23 March 2010
During a press conference at last week's SxSW conference, product manager of Google's gmail team, Todd Jackson, revealed an interesting bit of information about the company's problem-ridden new service Google Buzz:
Jackson told the crowd, as he's previously said to reporters, that too much was assumed about how Buzz would work best and be received based on Google's internal testing. Google employees didn't have a strong use case for "muting" their fellow Google employees, and the people they'd want to follow and be followed by closely matched up to their contact lists. In general, too, Jackson suggested that Google underestimated the impact of "having a social, public service appear inside ... what is a very private thing (email) for some people .
So by testing their social service inside a single context (Google employees only), the developers failed to notice that in real life, people participate in multiple contexts (family, work, friends, etc) that they work actively to keep separate. The reasons for wanting to keep these groups separate can range from wanting to keep an illicit affair secret from your spouse to political activists in oppressive regimes wanting to keep certain connections secret from the government . Another important reason to keep our communities separate, is that we often play different roles - and communicate differently - in different contexts, as illustrated beautifully in the following clip from TV's Seinfeld:
So, ironically, the key problem for Buzz, Google's social network service was that the engineers at the Googleplex had failed to understand an essential property of real-world social networks. Figure 1 illustrates the problem:
Figure 1A shows a cartoon version of Google's internal testing situation. It's clear that in this situation, since an individual (the gray node) only belongs to a single social context, sharing contact information with his neighbors reveals no new information to his social network. However, an ego-centered network in the wild looks more like the situation depicted in Figure 1B. Here, the gray node is a member of several communities (nodes with different colors) with very little communication between communities. Now, because people typically manage all of their 'worlds' from their email inbox, what Google did when they created Buzz' automatic friends-lists, was to implicitly link people's worlds, revealing the precisely the information that people work to supress. Sometimes with serious implications.

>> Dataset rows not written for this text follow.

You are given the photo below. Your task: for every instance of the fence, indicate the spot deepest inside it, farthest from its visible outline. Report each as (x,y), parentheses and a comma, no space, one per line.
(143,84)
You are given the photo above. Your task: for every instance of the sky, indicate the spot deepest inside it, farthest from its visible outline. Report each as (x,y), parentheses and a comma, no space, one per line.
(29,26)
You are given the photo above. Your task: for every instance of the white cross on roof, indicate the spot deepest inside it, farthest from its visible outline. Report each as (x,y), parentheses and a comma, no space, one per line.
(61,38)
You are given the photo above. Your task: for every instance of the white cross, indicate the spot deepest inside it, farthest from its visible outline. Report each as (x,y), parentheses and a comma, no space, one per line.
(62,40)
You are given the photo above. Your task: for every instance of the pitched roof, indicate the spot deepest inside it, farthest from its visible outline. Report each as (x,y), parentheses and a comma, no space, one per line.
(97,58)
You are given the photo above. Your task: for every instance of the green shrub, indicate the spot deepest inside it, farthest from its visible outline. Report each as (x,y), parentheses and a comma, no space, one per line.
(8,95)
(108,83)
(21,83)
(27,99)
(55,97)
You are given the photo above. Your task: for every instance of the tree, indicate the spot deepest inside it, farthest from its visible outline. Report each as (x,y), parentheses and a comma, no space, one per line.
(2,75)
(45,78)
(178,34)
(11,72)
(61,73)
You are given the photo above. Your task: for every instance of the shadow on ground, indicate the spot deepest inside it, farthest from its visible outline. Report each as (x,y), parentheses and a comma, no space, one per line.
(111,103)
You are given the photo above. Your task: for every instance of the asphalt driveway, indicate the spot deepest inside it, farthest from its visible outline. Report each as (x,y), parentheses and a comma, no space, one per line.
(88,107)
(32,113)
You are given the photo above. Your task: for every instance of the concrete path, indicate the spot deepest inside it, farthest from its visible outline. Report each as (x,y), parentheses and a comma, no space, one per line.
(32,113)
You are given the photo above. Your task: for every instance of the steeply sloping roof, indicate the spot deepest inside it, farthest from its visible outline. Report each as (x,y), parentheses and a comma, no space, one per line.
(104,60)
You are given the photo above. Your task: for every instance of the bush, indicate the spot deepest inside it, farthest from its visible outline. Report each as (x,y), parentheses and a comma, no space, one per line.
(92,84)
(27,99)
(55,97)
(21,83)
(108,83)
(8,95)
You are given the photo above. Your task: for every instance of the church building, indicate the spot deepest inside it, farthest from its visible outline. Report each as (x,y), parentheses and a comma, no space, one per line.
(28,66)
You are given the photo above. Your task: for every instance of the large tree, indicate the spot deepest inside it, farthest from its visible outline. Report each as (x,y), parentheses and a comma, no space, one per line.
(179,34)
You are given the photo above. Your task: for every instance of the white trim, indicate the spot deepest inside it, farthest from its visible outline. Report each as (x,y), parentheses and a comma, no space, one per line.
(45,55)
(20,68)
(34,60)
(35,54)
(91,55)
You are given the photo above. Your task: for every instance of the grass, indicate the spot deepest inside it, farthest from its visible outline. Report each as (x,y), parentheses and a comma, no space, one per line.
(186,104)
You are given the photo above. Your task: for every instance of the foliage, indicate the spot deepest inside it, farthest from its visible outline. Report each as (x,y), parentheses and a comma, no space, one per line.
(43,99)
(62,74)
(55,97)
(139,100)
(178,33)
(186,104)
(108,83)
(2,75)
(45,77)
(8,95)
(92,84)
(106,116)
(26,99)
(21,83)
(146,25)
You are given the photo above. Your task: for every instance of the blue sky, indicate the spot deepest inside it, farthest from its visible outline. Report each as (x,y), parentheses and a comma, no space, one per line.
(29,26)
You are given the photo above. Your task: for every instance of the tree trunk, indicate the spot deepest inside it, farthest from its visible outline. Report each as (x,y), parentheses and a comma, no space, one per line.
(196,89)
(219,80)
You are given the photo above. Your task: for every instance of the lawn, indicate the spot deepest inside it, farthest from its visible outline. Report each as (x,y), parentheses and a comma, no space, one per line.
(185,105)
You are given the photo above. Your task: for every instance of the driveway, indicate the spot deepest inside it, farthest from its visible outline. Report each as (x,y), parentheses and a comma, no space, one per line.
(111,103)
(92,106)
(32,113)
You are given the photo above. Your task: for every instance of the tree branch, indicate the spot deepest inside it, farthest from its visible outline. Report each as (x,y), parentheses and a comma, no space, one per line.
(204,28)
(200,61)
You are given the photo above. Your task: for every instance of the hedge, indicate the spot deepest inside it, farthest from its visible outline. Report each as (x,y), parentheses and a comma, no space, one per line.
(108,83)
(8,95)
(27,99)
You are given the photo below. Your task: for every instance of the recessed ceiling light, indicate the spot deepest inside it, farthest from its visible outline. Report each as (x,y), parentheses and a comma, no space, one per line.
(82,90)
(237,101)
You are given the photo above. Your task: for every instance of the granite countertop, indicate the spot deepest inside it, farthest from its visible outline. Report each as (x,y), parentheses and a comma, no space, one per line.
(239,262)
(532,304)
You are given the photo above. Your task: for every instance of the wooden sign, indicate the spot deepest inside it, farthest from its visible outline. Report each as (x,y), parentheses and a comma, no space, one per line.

It is interesting to consider what the structure displayed in Figure 1B implies for the full graph. For an individual, the world breaks neatly into a small set of social contexts, but when every single node is in this situation, then the resulting total structure becomes very different from many of the model networks that are currently in use. In my own corner of the complex networks world, this has serious implications for rapidly growing field of community detection . Currently, most algorithms are designed to search for densely connected sets of nodes that are weakly connected to the rest of the network, and while some methods do include the possibility of community overlap, most break down if the overlap constitutes more than a small fraction of the number of nodes. If Figure 1B is correct and overlap is present for all nodes, then the idea of communities as weakly connected to the remainder of the network is false -- since communities will have many more links to the outside world than to the inside.
I hope to see more research investigating this problem!
Oh - and George Costanza gets to have the last word...
Update April 3rd, 2010
I've just become aware of a few excellent blog posts that discuss problems related to buzz, drawing on ideas very similar to what I present above. Fred Stutzman writes eloquently about buzz and colliding worlds inspired by Erving Goffman here. That post sparked additional 'world-colliding' thoughts from David Truss (via this post from George Siemens).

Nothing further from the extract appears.